In AI, scaling laws mean that if you increase the size of a network and the amount of amount of data you’re feeding it, you get an increase in performance. Rao says that scaling laws are a big deal, and the trend is in cheap, mass-available intelligence through which “you could have an army of automated workers behind you to do anything you want.”

Rao says scaling up affects everyone, everywhere. It allows everyone to become more productive, from the individual to small businesses to large companies, and we need to be very thoughtful about it.

“The main thing is to use all the tools, use all the agents. Disrupt yourself. You’ll often find when you start using the tools, maybe once a month, then once a week, then daily, then multiple times a day, it just takes effort to get to understand them and know how they fit into your workflows. The economic value is great.”

Rao believes the impact on civilization is going to be much larger than we expect. “We all have the burden to figure out how to maximize the positives and also minimize the costs that come from AI in a thoughtful way.”

What Does It Mean for Consumers, Business and Society?

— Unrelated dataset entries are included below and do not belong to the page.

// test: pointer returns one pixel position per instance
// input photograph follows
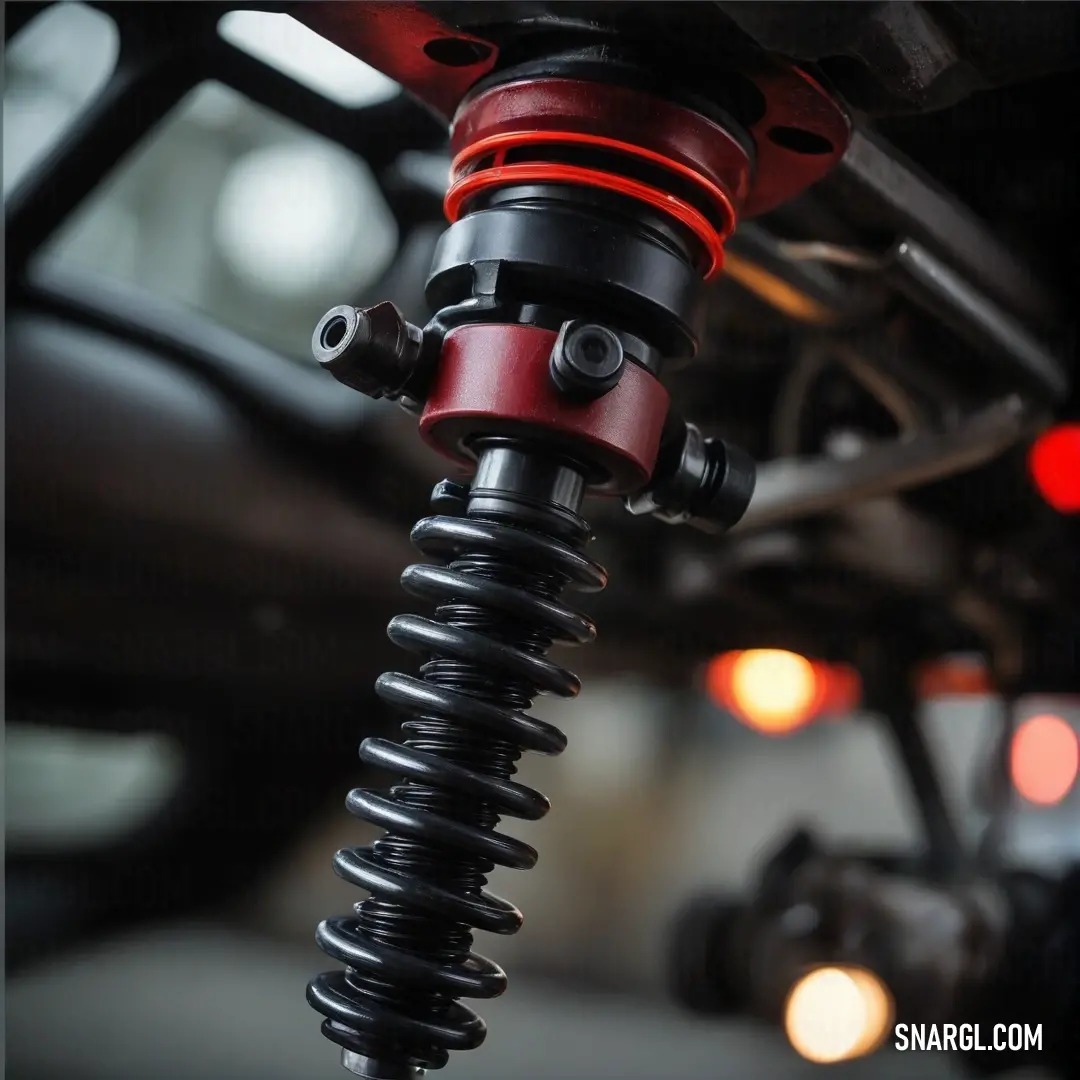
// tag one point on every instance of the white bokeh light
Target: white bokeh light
(288, 45)
(296, 217)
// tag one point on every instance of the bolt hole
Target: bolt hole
(799, 140)
(456, 52)
(334, 332)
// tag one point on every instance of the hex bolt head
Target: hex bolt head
(373, 350)
(586, 361)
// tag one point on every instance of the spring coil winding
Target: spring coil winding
(407, 947)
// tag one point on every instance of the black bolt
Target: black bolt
(373, 350)
(586, 361)
(450, 498)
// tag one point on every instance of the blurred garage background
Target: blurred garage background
(259, 226)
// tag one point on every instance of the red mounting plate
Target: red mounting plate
(801, 135)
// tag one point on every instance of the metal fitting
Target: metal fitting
(586, 360)
(701, 482)
(373, 350)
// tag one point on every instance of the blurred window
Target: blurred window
(320, 65)
(240, 214)
(70, 788)
(54, 67)
(229, 208)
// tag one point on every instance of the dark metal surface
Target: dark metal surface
(408, 947)
(792, 488)
(875, 185)
(895, 57)
(931, 283)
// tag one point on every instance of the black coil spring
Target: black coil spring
(408, 946)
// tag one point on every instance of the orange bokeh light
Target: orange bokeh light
(1044, 759)
(774, 691)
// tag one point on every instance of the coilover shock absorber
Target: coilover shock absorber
(585, 218)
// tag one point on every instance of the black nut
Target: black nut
(586, 361)
(373, 350)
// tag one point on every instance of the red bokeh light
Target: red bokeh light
(1054, 463)
(1044, 759)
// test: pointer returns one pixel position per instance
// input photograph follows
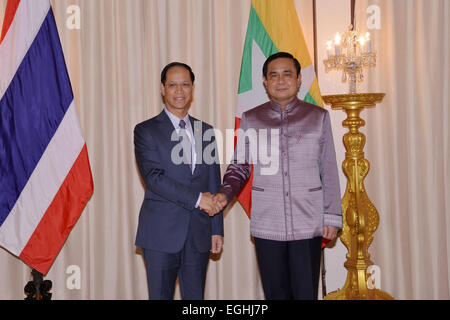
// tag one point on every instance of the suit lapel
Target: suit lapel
(198, 136)
(167, 129)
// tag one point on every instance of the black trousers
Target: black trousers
(289, 269)
(189, 265)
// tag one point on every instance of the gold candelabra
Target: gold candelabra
(352, 52)
(360, 217)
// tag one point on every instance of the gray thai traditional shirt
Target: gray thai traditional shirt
(295, 178)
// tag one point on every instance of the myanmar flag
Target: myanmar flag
(273, 27)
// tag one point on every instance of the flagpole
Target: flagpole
(38, 288)
(315, 38)
(322, 254)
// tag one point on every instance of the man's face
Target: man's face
(177, 90)
(282, 83)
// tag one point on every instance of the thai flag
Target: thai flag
(45, 176)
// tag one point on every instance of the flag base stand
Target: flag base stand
(360, 217)
(38, 288)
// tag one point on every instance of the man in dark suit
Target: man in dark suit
(178, 226)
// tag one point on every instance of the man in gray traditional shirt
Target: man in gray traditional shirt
(299, 203)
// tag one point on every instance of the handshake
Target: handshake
(212, 204)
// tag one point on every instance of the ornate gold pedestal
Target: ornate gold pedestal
(360, 217)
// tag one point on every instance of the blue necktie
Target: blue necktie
(186, 143)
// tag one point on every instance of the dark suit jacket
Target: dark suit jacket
(171, 192)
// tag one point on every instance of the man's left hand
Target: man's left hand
(330, 233)
(216, 244)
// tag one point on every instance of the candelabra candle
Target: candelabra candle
(352, 52)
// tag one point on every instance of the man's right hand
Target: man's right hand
(221, 200)
(208, 204)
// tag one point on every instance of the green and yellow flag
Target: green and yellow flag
(273, 27)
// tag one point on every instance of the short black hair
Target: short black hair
(176, 64)
(279, 55)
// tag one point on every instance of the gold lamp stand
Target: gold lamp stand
(360, 217)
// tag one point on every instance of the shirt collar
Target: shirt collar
(288, 107)
(176, 121)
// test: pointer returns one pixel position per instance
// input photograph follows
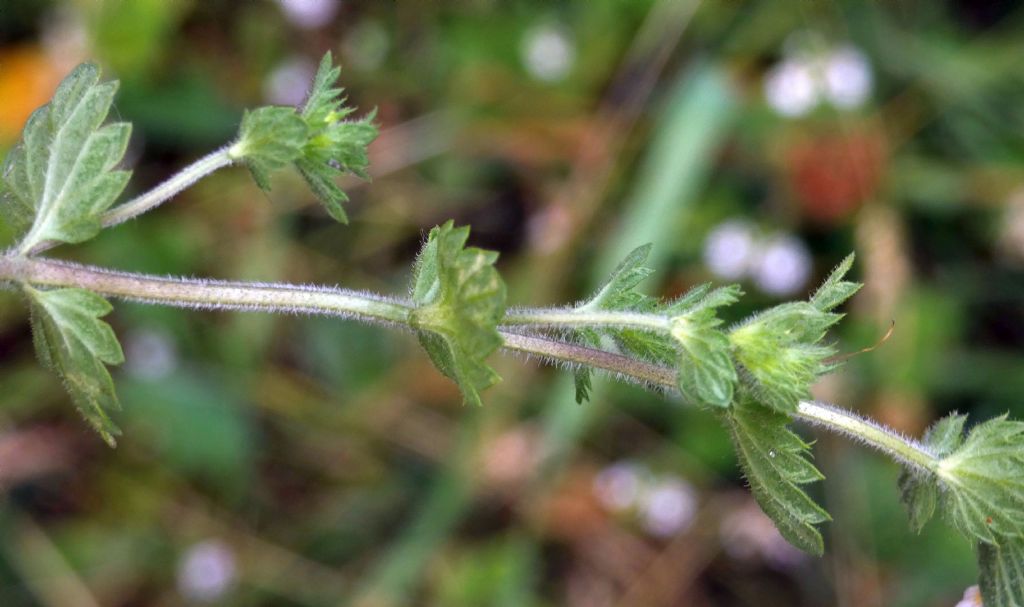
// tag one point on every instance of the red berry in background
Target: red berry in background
(833, 175)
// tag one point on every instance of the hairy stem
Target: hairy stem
(195, 293)
(203, 294)
(577, 317)
(168, 189)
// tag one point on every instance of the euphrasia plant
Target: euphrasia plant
(59, 183)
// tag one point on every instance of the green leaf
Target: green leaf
(780, 348)
(835, 290)
(617, 292)
(920, 491)
(59, 178)
(461, 300)
(335, 145)
(269, 138)
(983, 482)
(73, 341)
(1001, 566)
(707, 373)
(317, 140)
(775, 463)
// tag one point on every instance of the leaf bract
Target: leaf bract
(461, 300)
(60, 176)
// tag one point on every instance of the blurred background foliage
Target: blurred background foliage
(294, 461)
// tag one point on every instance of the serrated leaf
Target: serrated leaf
(461, 300)
(582, 377)
(59, 178)
(73, 341)
(779, 350)
(317, 140)
(706, 371)
(983, 482)
(920, 492)
(617, 292)
(835, 290)
(774, 461)
(1001, 578)
(269, 138)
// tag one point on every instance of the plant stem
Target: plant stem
(196, 293)
(168, 189)
(584, 317)
(203, 294)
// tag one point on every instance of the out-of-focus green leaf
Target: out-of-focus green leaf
(780, 347)
(327, 146)
(706, 371)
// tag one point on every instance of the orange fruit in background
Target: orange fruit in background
(833, 175)
(28, 79)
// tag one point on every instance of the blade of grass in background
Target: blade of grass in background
(698, 111)
(687, 136)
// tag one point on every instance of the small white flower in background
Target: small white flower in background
(842, 77)
(729, 249)
(547, 52)
(972, 598)
(668, 508)
(367, 45)
(150, 355)
(619, 485)
(207, 571)
(783, 266)
(289, 82)
(848, 78)
(792, 88)
(309, 13)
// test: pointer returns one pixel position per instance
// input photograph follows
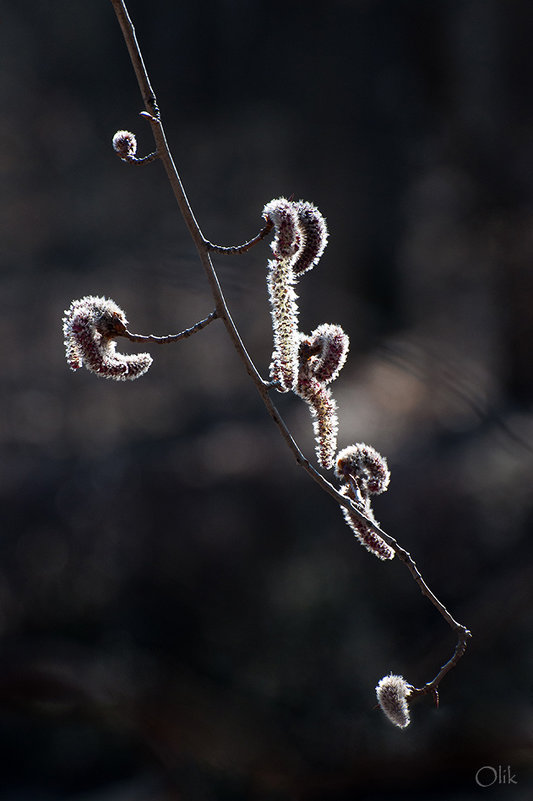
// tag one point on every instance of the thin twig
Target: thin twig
(164, 340)
(203, 247)
(140, 160)
(234, 250)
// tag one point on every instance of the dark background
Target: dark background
(183, 613)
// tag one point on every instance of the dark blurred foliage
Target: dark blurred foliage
(184, 614)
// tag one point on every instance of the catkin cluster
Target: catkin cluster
(304, 364)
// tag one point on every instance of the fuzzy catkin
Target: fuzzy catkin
(283, 298)
(89, 327)
(392, 692)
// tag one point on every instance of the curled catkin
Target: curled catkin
(313, 237)
(392, 692)
(90, 326)
(365, 466)
(280, 282)
(364, 472)
(366, 536)
(321, 356)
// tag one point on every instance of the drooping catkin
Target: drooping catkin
(392, 692)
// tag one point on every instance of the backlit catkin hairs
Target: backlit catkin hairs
(90, 326)
(392, 692)
(364, 472)
(321, 356)
(301, 236)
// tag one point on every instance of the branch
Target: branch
(169, 337)
(238, 249)
(204, 247)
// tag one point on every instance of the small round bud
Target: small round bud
(391, 693)
(125, 144)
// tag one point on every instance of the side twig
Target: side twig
(170, 337)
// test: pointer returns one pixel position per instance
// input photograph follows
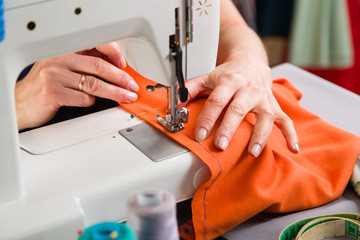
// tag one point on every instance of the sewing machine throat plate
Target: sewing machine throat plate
(153, 143)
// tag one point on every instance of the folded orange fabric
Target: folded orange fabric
(240, 185)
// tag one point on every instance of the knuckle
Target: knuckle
(47, 91)
(48, 72)
(98, 66)
(206, 120)
(92, 84)
(285, 119)
(86, 100)
(268, 115)
(238, 109)
(217, 101)
(119, 95)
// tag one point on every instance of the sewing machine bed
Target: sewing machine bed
(335, 105)
(101, 192)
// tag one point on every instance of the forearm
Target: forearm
(236, 38)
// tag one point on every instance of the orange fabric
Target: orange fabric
(240, 185)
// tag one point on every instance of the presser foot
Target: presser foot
(181, 116)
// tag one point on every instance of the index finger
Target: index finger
(114, 53)
(213, 107)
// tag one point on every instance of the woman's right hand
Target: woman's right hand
(72, 80)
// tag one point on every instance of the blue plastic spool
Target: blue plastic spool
(108, 231)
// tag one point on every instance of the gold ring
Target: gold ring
(81, 83)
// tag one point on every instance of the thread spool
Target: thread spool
(152, 215)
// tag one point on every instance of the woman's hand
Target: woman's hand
(244, 83)
(59, 81)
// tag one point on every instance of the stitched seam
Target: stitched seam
(217, 160)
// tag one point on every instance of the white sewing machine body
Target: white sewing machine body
(77, 173)
(82, 170)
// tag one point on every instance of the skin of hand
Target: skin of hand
(54, 82)
(242, 80)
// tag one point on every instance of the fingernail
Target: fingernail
(133, 86)
(201, 135)
(131, 96)
(122, 62)
(223, 142)
(296, 146)
(255, 150)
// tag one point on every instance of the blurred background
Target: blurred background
(320, 36)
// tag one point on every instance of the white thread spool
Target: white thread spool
(152, 215)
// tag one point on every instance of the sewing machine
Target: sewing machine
(76, 173)
(79, 172)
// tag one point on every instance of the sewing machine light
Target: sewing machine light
(2, 23)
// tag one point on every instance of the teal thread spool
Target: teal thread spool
(152, 215)
(108, 231)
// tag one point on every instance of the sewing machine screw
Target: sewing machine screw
(31, 25)
(77, 10)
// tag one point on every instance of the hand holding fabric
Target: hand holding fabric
(72, 80)
(243, 83)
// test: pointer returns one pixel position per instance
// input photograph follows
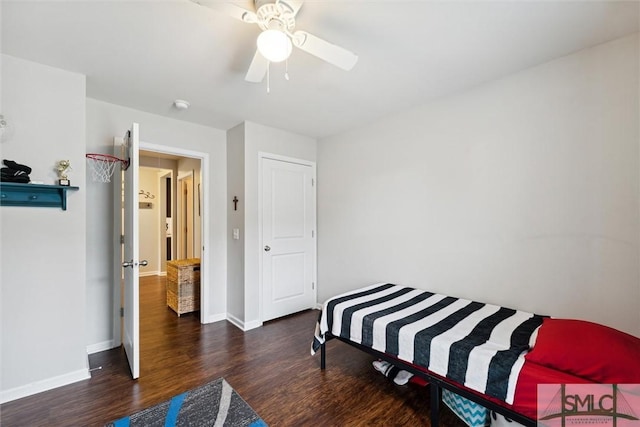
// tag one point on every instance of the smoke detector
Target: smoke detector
(181, 104)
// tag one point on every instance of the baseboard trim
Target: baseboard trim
(43, 385)
(215, 318)
(242, 325)
(100, 346)
(149, 273)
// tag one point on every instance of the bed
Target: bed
(491, 355)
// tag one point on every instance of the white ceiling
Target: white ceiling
(144, 54)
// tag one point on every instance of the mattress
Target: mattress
(531, 349)
(480, 346)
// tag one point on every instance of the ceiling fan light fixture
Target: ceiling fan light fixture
(274, 45)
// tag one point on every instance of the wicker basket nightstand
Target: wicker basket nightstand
(183, 285)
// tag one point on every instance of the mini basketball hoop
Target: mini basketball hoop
(103, 166)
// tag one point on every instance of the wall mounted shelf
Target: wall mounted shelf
(36, 195)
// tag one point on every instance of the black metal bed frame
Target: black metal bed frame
(436, 384)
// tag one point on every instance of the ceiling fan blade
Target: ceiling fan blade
(229, 9)
(257, 69)
(331, 53)
(293, 6)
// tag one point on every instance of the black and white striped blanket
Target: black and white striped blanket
(481, 346)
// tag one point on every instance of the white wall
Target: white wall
(104, 121)
(522, 192)
(235, 219)
(43, 342)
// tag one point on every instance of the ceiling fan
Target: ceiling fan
(276, 19)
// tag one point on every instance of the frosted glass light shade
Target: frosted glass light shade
(274, 45)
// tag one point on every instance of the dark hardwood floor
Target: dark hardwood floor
(270, 367)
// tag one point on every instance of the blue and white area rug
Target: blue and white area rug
(215, 404)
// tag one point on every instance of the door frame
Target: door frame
(162, 213)
(262, 156)
(182, 240)
(205, 268)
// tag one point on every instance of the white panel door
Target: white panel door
(131, 294)
(288, 238)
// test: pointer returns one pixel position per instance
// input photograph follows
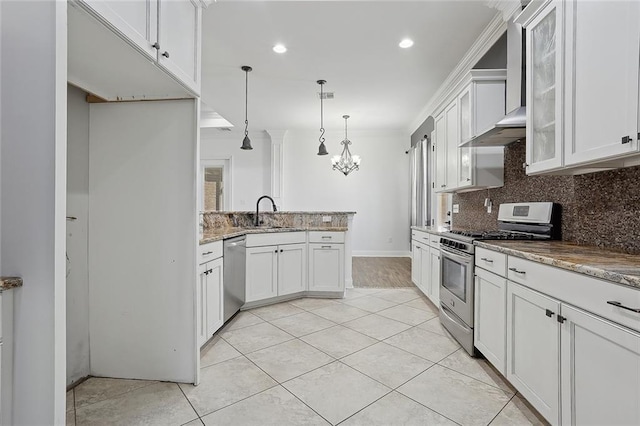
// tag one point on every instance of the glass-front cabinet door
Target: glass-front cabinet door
(544, 89)
(465, 159)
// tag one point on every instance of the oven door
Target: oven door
(456, 284)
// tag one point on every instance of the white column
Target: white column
(348, 266)
(33, 202)
(277, 157)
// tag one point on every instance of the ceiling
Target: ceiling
(351, 44)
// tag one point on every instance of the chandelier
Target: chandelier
(345, 162)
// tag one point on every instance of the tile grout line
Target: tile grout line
(190, 404)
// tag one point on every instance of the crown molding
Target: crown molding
(451, 85)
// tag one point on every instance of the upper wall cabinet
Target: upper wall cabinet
(582, 85)
(479, 105)
(147, 49)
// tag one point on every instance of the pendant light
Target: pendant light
(246, 142)
(346, 163)
(322, 150)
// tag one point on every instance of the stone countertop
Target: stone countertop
(608, 265)
(7, 283)
(279, 211)
(222, 233)
(429, 229)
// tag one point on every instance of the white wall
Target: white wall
(142, 240)
(251, 176)
(77, 206)
(378, 192)
(33, 188)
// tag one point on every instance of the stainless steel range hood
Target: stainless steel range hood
(512, 127)
(509, 129)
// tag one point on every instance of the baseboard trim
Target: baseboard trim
(381, 253)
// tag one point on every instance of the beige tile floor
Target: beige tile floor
(377, 357)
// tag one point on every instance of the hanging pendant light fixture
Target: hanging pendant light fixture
(345, 162)
(322, 150)
(246, 142)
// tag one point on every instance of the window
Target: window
(213, 188)
(215, 185)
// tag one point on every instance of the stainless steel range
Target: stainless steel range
(516, 221)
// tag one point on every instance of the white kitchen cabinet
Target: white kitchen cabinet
(292, 267)
(602, 72)
(440, 143)
(452, 142)
(533, 348)
(544, 41)
(434, 279)
(600, 366)
(179, 36)
(134, 20)
(168, 32)
(275, 271)
(214, 296)
(582, 85)
(262, 273)
(416, 262)
(489, 333)
(326, 267)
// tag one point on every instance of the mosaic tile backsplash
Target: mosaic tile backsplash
(598, 209)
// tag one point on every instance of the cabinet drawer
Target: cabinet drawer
(588, 293)
(276, 238)
(326, 237)
(434, 240)
(491, 261)
(209, 251)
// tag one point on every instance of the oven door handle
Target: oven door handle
(463, 259)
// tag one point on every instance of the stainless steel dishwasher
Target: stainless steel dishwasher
(235, 254)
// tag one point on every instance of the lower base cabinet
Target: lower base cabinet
(326, 267)
(210, 309)
(600, 367)
(533, 348)
(491, 318)
(275, 271)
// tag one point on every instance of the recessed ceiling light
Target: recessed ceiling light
(406, 43)
(279, 48)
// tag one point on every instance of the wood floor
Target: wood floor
(382, 272)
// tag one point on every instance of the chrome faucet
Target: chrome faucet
(273, 203)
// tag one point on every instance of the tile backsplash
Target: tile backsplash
(598, 209)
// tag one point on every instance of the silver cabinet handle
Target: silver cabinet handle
(621, 306)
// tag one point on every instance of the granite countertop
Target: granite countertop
(7, 283)
(608, 265)
(429, 229)
(279, 211)
(222, 233)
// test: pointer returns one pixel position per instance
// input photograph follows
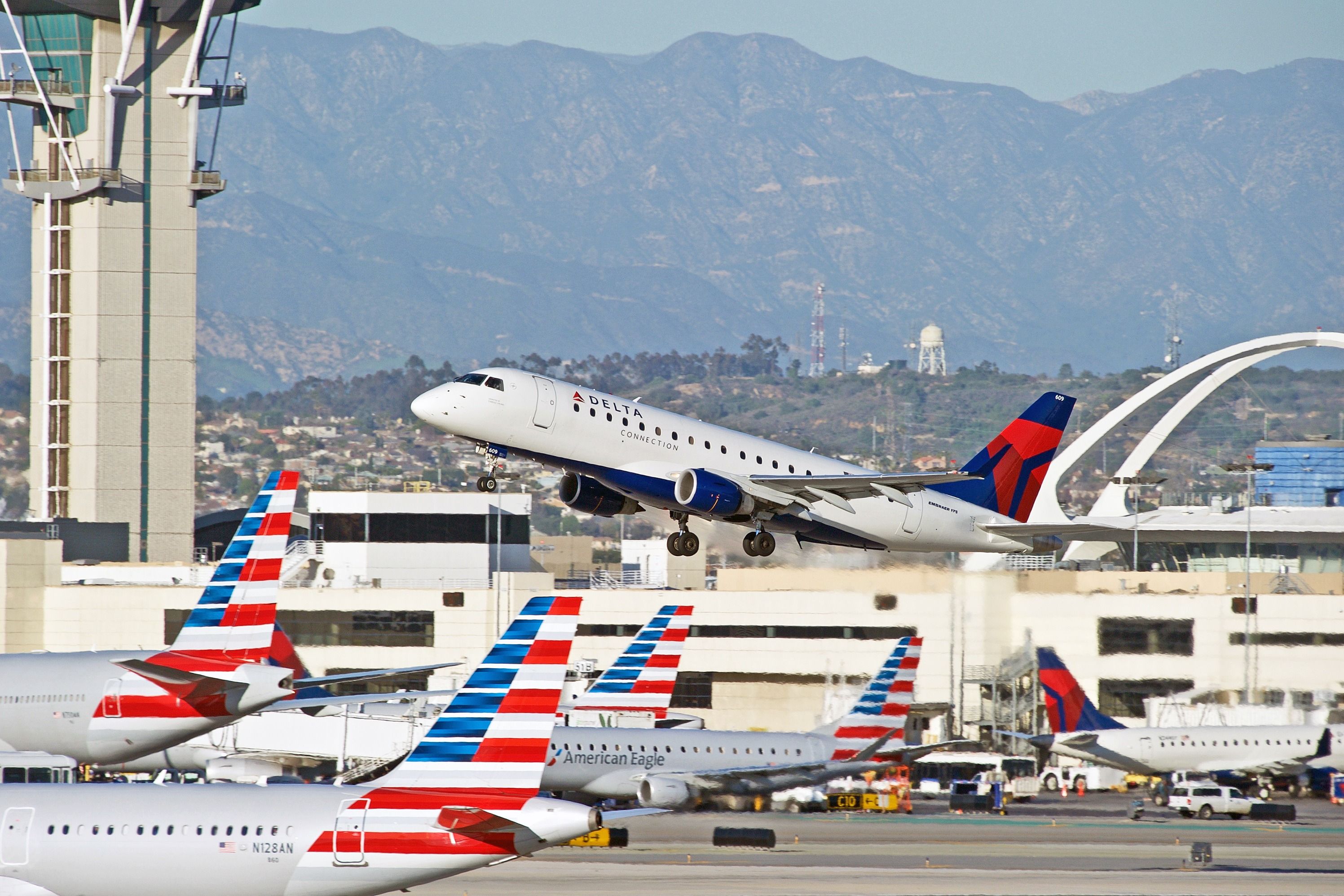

In his summary of the conversation, Kramer mentioned three categories of those who will be affected by generative AI technology: First, individuals, whether they are consumers or workers. Next, companies. And third, society.

For individuals, AI is going to change products and services as well as user experiences, whether through virtual assistants or increased knowledge management capabilities. “The impact on workers is going to be profound,” Kramer says. “AI is not going to take people’s jobs but those who use AI will take jobs away from people who don’t use AI.”

Companies that have been “digital first” are going to have to become “AI first.” Many companies are going to fall behind if they are not AI first, including some legacy companies. As a result, we are going to see changes in relative competitive positions.

The impact on society, according to Kramer, is actually very similar to the impact on individuals and companies. There will be changes in outcomes depending on how technology and AI are managed.

“Basically, the message is, whether it’s an individual, a company or society at large, you better get in and use this stuff,” says Kramer. “That doesn’t mean that we don’t need guardrails. It doesn’t mean you don’t have to be thoughtful about product design. But hanging back can actually create a much bigger negative outcome; broadly, a divide between workers, companies and societies who use or don’t use this technology.”